I asked, "Ok... so which one is yours?" He replied, "Fluxbox, yo! Fluxbox!! 'Tis awesome, 'tis great, 'tis amazing!!'"
I proceeded to run apt-get install fluxbox
. A lot was downloaded (over a single-channel ISDN connection, 64 kbps). I typed startx
. Now a gray screen with an "X" popped up. Again, I thought, "What the heck??" I started hitting random keys, moving my mouse... until I clicked the right mouse button. A menu appeared. That was when I got it. I had just installed the basic scaffolding to run window-based apps.
It was a long process to get my desktop exactly how I wanted it, and I loved it. That's still me. My fondest memories involve strolling through the office asking, "Heeeeey... What cool feature did you find in SQLAlchemy?" or explaining why an os.fork()
would cause those pesky"Database connection closed"
errors.
I enjoy software. I enjoy everything a computer can do, and I love learning new things and sharing what I know with people who are interested in learning more. And probably with a few people who weren't interested but were too polite to tell me to shut up.
I arrived in the U.S. for what was supposed to be a five-month paid internship. That was 16 years ago. During one of my first interviews, a company told me, "All our backend is programmed in Python". I admitted, "I learned with Java. I don't know Python". "You're hired!!", they replied. So I started learning Python, and I liked it a lot.
Since then, I've been fortunate to work in fast-paced startups where any day could be different, allowing me to learn a lot and wear multiple hats. From working on web applications (where I spent most of my time), to figuring out AWS security groups and how to open a port because the platform team was too busy, to assembling tables. No, not SQL tables: Ikea furniture, because our new desks had just been delivered.

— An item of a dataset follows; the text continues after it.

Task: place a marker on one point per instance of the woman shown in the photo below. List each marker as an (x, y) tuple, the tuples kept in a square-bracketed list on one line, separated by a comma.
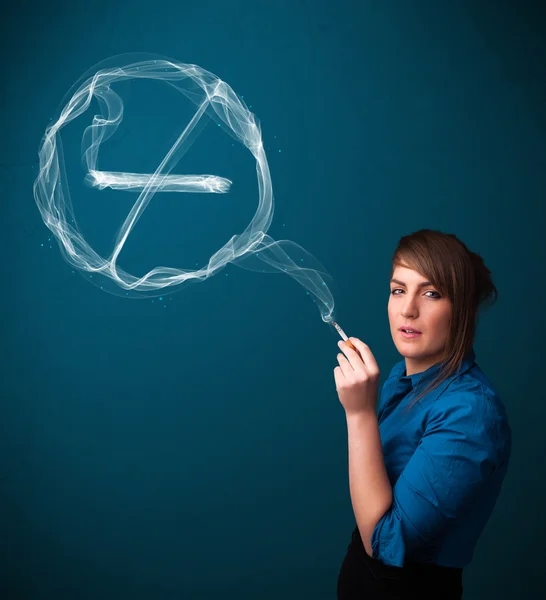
[(426, 461)]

I also learned how different a problem can be when you're dealing with a file that has 10 rows versus 10 million. I learned how changing your site's language can completely break those pixel-perfect alignments you had. I learned what a trigraph is, how complex geospatial "stuff" can get, that there are two days every year that aren't 24 hours long andt that "today" in the US can already be "tomorrow" in UTC.
And thankfully, I'm still not done learning.